Numa noite do ano de 1892, justamente durante
das comemorações do Dia de Guy Fawkes (o conspirador da pólvora que serviu de
inspiração ao personagem de “V de Vingança”), o escritor Oscar Wilde (Nickolas
Grace, de “Tom & Viv” e “Z-A Cidade Perdida”) chega em um bordel de classe
alta, levado até lá por seu amante, Lorde Alfred ‘Bosie’ Douglas (Douglas Hodge,
de “Operação Red Sparrow”). Em meio à despudorada balbúrdia local, é claro que
o anfitrião, o pernicioso cafetão Taylor (Stratford Johns, de “Dançando Com Um
Estranho”), junto das demais prostitutas trabalhando nas dependências, com a
devida cumplicidade de Bosie, planejam uma grande surpresa: Uma encenação da
peça “Salomé”, do próprio Wilde, então banida dos palcos da Inglaterra pelas
autoridades vigentes devido ao seu alto teor de controvérsia.

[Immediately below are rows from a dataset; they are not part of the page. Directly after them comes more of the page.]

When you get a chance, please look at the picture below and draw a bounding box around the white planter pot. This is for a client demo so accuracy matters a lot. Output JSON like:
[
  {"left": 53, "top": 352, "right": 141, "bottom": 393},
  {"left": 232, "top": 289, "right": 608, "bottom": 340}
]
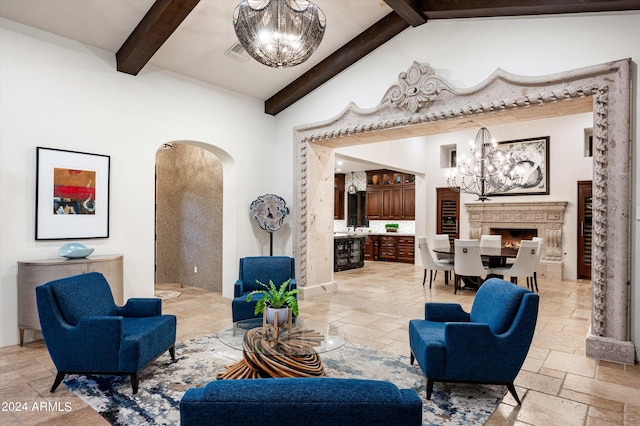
[{"left": 265, "top": 306, "right": 289, "bottom": 326}]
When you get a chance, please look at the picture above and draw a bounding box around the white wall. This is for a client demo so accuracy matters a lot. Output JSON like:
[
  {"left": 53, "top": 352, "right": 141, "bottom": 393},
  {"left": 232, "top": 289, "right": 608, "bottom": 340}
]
[
  {"left": 274, "top": 12, "right": 640, "bottom": 357},
  {"left": 0, "top": 19, "right": 281, "bottom": 347}
]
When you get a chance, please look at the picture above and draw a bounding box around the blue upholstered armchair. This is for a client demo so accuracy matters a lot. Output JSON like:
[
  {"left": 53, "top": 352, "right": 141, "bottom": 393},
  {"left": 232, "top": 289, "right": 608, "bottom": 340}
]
[
  {"left": 408, "top": 278, "right": 539, "bottom": 404},
  {"left": 36, "top": 272, "right": 177, "bottom": 394},
  {"left": 232, "top": 256, "right": 296, "bottom": 322}
]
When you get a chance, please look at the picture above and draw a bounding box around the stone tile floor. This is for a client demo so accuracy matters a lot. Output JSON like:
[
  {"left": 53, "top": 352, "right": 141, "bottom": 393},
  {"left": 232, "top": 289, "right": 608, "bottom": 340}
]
[{"left": 1, "top": 261, "right": 638, "bottom": 425}]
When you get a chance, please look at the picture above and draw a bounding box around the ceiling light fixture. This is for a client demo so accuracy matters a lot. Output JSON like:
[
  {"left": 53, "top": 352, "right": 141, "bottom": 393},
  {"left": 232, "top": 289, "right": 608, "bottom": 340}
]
[
  {"left": 446, "top": 127, "right": 523, "bottom": 202},
  {"left": 233, "top": 0, "right": 326, "bottom": 68},
  {"left": 348, "top": 172, "right": 357, "bottom": 194}
]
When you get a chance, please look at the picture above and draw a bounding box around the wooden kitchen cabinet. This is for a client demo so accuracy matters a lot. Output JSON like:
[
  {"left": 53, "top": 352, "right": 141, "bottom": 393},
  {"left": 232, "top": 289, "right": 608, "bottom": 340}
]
[
  {"left": 17, "top": 255, "right": 123, "bottom": 345},
  {"left": 365, "top": 188, "right": 383, "bottom": 220},
  {"left": 365, "top": 170, "right": 415, "bottom": 220},
  {"left": 364, "top": 236, "right": 376, "bottom": 260},
  {"left": 396, "top": 236, "right": 415, "bottom": 263},
  {"left": 362, "top": 234, "right": 414, "bottom": 263},
  {"left": 379, "top": 235, "right": 398, "bottom": 260}
]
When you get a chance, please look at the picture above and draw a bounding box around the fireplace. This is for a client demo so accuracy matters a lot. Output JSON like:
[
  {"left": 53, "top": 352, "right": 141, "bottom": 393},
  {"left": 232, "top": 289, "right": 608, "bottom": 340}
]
[
  {"left": 466, "top": 201, "right": 567, "bottom": 280},
  {"left": 490, "top": 228, "right": 537, "bottom": 248}
]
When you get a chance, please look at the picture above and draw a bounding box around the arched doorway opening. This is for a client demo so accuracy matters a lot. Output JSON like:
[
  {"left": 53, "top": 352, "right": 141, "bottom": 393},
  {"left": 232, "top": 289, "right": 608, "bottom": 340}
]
[
  {"left": 155, "top": 141, "right": 235, "bottom": 295},
  {"left": 293, "top": 60, "right": 633, "bottom": 364}
]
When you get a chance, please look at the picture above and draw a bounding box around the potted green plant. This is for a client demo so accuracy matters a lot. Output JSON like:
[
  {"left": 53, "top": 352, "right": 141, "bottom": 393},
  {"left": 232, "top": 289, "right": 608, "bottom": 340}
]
[
  {"left": 385, "top": 223, "right": 399, "bottom": 232},
  {"left": 246, "top": 279, "right": 299, "bottom": 325}
]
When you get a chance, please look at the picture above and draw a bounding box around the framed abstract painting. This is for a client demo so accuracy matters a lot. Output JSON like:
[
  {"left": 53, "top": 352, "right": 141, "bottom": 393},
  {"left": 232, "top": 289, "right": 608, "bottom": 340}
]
[{"left": 36, "top": 147, "right": 110, "bottom": 240}]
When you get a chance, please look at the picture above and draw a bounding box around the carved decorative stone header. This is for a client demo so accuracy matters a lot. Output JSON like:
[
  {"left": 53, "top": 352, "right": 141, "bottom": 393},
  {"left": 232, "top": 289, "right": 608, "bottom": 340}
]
[{"left": 381, "top": 62, "right": 458, "bottom": 113}]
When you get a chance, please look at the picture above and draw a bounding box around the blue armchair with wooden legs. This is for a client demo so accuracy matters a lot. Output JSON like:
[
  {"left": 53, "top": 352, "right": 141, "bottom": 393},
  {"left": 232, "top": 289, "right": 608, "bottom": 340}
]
[
  {"left": 36, "top": 272, "right": 177, "bottom": 394},
  {"left": 231, "top": 256, "right": 296, "bottom": 322},
  {"left": 408, "top": 278, "right": 539, "bottom": 404}
]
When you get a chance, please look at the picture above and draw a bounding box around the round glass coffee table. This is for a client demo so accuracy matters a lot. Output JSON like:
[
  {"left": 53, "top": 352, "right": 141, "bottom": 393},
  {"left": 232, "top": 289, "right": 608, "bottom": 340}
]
[{"left": 217, "top": 318, "right": 346, "bottom": 379}]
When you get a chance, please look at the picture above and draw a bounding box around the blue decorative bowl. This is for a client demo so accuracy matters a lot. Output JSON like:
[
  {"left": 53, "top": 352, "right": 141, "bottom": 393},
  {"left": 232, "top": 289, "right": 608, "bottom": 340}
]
[{"left": 59, "top": 242, "right": 94, "bottom": 259}]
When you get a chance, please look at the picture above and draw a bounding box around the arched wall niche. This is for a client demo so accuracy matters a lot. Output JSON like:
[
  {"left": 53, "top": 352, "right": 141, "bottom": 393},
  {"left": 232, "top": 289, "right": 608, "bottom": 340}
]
[
  {"left": 156, "top": 140, "right": 238, "bottom": 300},
  {"left": 292, "top": 59, "right": 634, "bottom": 364}
]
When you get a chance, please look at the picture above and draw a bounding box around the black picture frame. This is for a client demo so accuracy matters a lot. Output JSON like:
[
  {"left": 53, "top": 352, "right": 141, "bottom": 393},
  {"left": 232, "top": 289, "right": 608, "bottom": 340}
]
[
  {"left": 36, "top": 147, "right": 110, "bottom": 240},
  {"left": 491, "top": 136, "right": 550, "bottom": 197}
]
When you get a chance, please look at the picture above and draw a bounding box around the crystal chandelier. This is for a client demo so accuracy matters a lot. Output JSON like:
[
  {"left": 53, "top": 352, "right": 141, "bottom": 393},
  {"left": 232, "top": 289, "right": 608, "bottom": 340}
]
[
  {"left": 447, "top": 127, "right": 523, "bottom": 202},
  {"left": 233, "top": 0, "right": 326, "bottom": 68}
]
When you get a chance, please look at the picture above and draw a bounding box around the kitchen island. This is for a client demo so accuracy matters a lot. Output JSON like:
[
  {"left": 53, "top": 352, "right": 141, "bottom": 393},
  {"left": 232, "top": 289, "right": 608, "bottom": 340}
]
[{"left": 334, "top": 232, "right": 415, "bottom": 271}]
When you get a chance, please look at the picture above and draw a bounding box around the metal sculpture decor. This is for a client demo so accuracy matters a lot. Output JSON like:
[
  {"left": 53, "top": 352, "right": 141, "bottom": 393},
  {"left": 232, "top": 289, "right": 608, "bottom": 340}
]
[
  {"left": 250, "top": 194, "right": 289, "bottom": 255},
  {"left": 233, "top": 0, "right": 326, "bottom": 68},
  {"left": 447, "top": 127, "right": 523, "bottom": 202}
]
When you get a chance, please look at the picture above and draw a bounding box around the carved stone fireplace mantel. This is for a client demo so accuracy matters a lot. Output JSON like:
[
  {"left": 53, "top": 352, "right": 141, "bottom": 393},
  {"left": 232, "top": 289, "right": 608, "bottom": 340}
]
[{"left": 465, "top": 201, "right": 568, "bottom": 280}]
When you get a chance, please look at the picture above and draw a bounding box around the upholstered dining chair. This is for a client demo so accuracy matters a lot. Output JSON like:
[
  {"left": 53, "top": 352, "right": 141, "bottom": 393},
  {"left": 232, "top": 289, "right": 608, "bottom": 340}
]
[
  {"left": 453, "top": 239, "right": 488, "bottom": 294},
  {"left": 232, "top": 256, "right": 296, "bottom": 322},
  {"left": 530, "top": 237, "right": 545, "bottom": 292},
  {"left": 418, "top": 237, "right": 454, "bottom": 289},
  {"left": 36, "top": 272, "right": 177, "bottom": 394},
  {"left": 479, "top": 234, "right": 502, "bottom": 248},
  {"left": 408, "top": 278, "right": 539, "bottom": 404},
  {"left": 490, "top": 240, "right": 539, "bottom": 288},
  {"left": 479, "top": 235, "right": 502, "bottom": 267},
  {"left": 433, "top": 234, "right": 454, "bottom": 263}
]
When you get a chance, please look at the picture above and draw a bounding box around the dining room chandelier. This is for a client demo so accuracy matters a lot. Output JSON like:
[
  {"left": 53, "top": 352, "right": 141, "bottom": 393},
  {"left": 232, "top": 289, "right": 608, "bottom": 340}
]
[
  {"left": 233, "top": 0, "right": 326, "bottom": 68},
  {"left": 446, "top": 127, "right": 523, "bottom": 202}
]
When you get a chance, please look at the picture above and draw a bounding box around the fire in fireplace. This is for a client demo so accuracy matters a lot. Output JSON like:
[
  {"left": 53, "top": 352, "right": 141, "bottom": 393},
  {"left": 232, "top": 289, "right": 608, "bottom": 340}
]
[{"left": 490, "top": 228, "right": 537, "bottom": 248}]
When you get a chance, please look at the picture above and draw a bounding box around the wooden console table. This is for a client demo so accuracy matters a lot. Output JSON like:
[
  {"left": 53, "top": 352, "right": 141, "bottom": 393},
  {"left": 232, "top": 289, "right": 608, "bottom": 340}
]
[{"left": 17, "top": 254, "right": 123, "bottom": 345}]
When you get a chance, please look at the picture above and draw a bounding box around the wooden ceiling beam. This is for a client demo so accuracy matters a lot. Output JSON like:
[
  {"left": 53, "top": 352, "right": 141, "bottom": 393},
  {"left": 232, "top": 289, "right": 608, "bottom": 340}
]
[
  {"left": 416, "top": 0, "right": 640, "bottom": 19},
  {"left": 265, "top": 12, "right": 409, "bottom": 116},
  {"left": 116, "top": 0, "right": 200, "bottom": 75},
  {"left": 383, "top": 0, "right": 428, "bottom": 26}
]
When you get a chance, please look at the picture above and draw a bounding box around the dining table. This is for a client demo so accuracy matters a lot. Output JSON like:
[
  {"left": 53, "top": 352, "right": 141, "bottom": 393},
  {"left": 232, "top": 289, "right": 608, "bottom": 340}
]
[
  {"left": 433, "top": 246, "right": 519, "bottom": 289},
  {"left": 433, "top": 246, "right": 518, "bottom": 267}
]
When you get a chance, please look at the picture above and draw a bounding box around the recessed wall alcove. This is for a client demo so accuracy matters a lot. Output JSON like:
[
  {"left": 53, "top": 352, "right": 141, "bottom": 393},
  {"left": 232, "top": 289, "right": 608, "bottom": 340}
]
[{"left": 292, "top": 59, "right": 634, "bottom": 363}]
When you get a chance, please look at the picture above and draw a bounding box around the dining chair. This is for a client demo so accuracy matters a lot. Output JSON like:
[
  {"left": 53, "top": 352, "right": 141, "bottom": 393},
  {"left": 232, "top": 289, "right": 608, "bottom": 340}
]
[
  {"left": 490, "top": 240, "right": 539, "bottom": 288},
  {"left": 418, "top": 237, "right": 454, "bottom": 289},
  {"left": 453, "top": 239, "right": 488, "bottom": 294},
  {"left": 479, "top": 235, "right": 502, "bottom": 267},
  {"left": 530, "top": 237, "right": 545, "bottom": 292},
  {"left": 433, "top": 234, "right": 454, "bottom": 283},
  {"left": 433, "top": 234, "right": 454, "bottom": 263},
  {"left": 479, "top": 234, "right": 502, "bottom": 248}
]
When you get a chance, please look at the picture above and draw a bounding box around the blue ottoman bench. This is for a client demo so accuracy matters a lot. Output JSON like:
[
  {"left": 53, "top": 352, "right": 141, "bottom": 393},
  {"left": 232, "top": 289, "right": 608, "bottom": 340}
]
[{"left": 180, "top": 377, "right": 423, "bottom": 426}]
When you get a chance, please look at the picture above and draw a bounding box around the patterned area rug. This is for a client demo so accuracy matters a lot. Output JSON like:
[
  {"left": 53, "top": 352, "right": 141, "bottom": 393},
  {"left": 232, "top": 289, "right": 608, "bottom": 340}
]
[{"left": 64, "top": 334, "right": 505, "bottom": 425}]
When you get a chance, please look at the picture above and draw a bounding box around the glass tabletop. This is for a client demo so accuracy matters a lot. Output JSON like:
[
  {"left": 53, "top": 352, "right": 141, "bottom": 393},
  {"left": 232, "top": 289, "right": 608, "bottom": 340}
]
[{"left": 217, "top": 318, "right": 346, "bottom": 355}]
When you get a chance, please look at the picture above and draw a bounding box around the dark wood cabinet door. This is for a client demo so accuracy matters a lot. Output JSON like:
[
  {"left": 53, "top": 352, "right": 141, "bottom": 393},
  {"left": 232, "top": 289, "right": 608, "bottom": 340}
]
[
  {"left": 390, "top": 188, "right": 403, "bottom": 218},
  {"left": 365, "top": 189, "right": 382, "bottom": 219},
  {"left": 381, "top": 188, "right": 393, "bottom": 218},
  {"left": 577, "top": 181, "right": 592, "bottom": 280},
  {"left": 436, "top": 188, "right": 459, "bottom": 245},
  {"left": 402, "top": 187, "right": 415, "bottom": 219}
]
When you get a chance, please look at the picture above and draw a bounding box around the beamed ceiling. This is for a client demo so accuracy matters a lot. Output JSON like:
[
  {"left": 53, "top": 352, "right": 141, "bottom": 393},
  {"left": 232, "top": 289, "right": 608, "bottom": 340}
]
[{"left": 2, "top": 0, "right": 640, "bottom": 115}]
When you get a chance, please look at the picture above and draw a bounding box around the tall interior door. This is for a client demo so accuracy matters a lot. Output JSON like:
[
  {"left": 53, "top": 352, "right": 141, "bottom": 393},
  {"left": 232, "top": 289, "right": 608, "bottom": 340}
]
[
  {"left": 436, "top": 188, "right": 459, "bottom": 246},
  {"left": 577, "top": 181, "right": 592, "bottom": 280}
]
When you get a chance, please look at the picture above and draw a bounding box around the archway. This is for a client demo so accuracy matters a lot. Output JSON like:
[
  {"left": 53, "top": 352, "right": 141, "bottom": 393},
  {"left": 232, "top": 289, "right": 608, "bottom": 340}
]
[
  {"left": 292, "top": 59, "right": 633, "bottom": 363},
  {"left": 155, "top": 141, "right": 237, "bottom": 299}
]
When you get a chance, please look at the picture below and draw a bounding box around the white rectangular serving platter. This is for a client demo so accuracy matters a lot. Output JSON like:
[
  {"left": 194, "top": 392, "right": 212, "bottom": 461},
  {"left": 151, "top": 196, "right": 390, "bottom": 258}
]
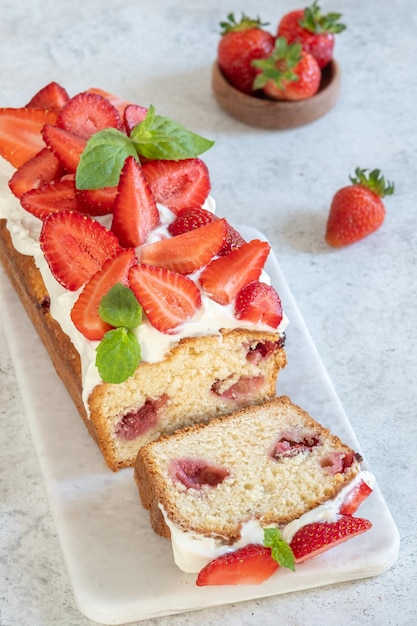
[{"left": 0, "top": 226, "right": 400, "bottom": 624}]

Na peça que se sucede –na qual Bosie interpreta
João Batista; Taylor interpreta Heródes; e as prostitutas Lady Alice (Glenda
Jackson, atriz assídua nas obras de Russell) e Rose (a estranhamente sensual
Imogen Millais-Scott) interpretam respectivamente Herodias e Salomé –acompanhamos
a história de origem bíblica na qual João Batista, em função do seu celibato
não cede às provocações da insinuante Salomé. Acometida de profundo desdém para
com a postura do homem religioso, Salomé impõe um dilema ao rei Heródes, seu
padrasto (!), valendo-se do desejo que ele não esconde por ela: Uma dança final
e avassaladora, ao fim da qual ela poderá exigir, sem direito à recusa, a
cabeça de João Batista numa bandeja!
O desfecho terrível e inapelável de João
Batista na peça de Wilde –como de certa forma o desfecho do próprio Wilde,
reservado no final inesperado –remete à inevitabilidade trágica de outro grande
e polêmico trabalho de Russell, o inquestionavelmente perturbador “Os Demônios”,
no qual Russell também conduz seu protagonista às consequências mais extremas
acarretadas por quem cede aos seus próprios caprichos.
A medida que a peça clandestina progride, adornada
de uma contagiante cacofonia visual recheada de dança flamenca, luzes difusas e
decoração meticulosa, a narrativa de Ken Russell flagra instantes aqui e ali
dos bastidores, onde vemos um jogo de sedução volátil e ambivalente criando
corpo entre o irreprimível Wilde, um dos jovens rapazes da plateia e o próprio
(e enciumado) Bosie –e essa justaposição entre os arquétipos desempenhados em seus
papéis e a natureza imprevisível de quem esses personagens realmente são na
realidade, confere brilhante observação a esta tumultuada farsa de Ken Russell
sobre os vícios, as fraqueza, e os desejos humanos, orquestrada com um primor
insuspeito, francamente ameaçado de passar despercebido (como aliás aconteceu
de fato com este e com muitos outros trabalhos de Russell) por se esconder
atrás de uma muralha de despudor e vulgaridade irrestrita.